P0644 - Spinal cord atrophy in a primary progressive multiple sclerosis trial: improved sample size using GBSI (ID 686)
Abstract
Background
Spinal cord atrophy is a common feature of multiple sclerosis (MS), can be detected in vivo using MRI, and is one of the main substrates of disease progression. In our previous studies, we have adapted the boundary shift integral (BSI) technique developed for the brain, to be applied to the spinal cord, obtaining the first registration-based method for longitudinal assessment of spinal cord atrophy.
Objectives
We aim to 1) compare spinal cord atrophy measurements using segmentation- and registration-based methods, with possible implications for clinical trial design (e.g., measurement variability, image noise floor); 2) compare spinal cord atrophy measurements obtained from routine brain (C1-2) and dedicated spinal cord MRI (C1-2 and C2-5), using segmentation- and registration-based methods; 3) explore possible clinical correlates, also in relation to conventional brain MRI measures; and 4) explore possible treatment effect.
Methods
We included 220 primary-progressive multiple sclerosis patients from a phase 2 clinical trial, with baseline and week-48 3DT1-weighted MRI of the brain and spinal cord (1x1x1mm3), acquired separately. We obtained segmentation-based cross-sectional spinal cord area (CSA) at C1-2 (from both brain and spinal cord MRI) and C2-5 levels (from spinal cord MRI) using DeepSeg, and, then, we computed corresponding GBSI.
Results
Depending on the spinal cord segment, we included 67.4-98.1% patients for CSA measurements, and 66.9-84.2% for GBSI. Spinal cord atrophy measurements obtained with GBSI had lower measurement variability, than corresponding CSA. Looking at image noise floor, the lowest median standard deviation of the MRI signal within the cerebrospinal fluid surrounding the spinal cord was found on brain MRI at C1-2 level.

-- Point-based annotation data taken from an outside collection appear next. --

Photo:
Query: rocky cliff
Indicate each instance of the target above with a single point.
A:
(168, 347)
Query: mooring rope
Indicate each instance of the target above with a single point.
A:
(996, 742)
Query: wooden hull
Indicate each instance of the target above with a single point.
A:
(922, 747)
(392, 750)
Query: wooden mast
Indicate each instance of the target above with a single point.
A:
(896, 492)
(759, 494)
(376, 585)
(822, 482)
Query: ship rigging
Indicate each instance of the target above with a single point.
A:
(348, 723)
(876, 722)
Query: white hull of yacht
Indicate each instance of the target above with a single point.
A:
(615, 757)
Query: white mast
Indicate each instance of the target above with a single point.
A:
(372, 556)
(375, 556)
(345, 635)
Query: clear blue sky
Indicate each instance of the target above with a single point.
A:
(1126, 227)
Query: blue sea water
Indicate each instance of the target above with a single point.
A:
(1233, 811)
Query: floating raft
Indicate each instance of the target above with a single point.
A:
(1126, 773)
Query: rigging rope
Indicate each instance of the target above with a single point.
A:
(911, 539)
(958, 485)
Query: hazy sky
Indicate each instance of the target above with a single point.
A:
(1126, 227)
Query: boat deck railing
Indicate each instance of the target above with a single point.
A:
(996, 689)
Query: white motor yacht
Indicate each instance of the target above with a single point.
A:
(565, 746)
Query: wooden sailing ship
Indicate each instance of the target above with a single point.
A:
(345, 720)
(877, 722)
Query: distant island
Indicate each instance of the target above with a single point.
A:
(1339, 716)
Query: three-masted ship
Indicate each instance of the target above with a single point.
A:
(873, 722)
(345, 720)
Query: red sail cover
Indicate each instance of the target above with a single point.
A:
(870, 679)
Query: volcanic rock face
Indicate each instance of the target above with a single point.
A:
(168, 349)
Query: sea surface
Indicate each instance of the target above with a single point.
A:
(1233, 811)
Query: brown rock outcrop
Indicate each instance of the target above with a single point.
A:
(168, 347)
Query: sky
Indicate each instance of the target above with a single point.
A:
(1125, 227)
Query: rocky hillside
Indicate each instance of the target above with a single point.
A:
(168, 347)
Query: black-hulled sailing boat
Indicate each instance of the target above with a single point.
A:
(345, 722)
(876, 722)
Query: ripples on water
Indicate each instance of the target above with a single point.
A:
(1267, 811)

Spinal cord atrophy derived from brain MRI was related to corresponding measures from dedicated spinal cord MRI, more strongly for GBSI than CSA. Spinal cord atrophy measurements using GBSI, but not CSA, were associated with upper and lower limb motor progression. No treatment effect was detected for any spinal cord atrophy measurements.
Conclusions
Notwithstanding reduced measurement variability, clinical correlates, and possibility of using brain acquisitions, spinal cord atrophy using GBSI should remain a secondary outcome measure in MS studies, until further advancements increase the quality of acquisition and reliability of processing.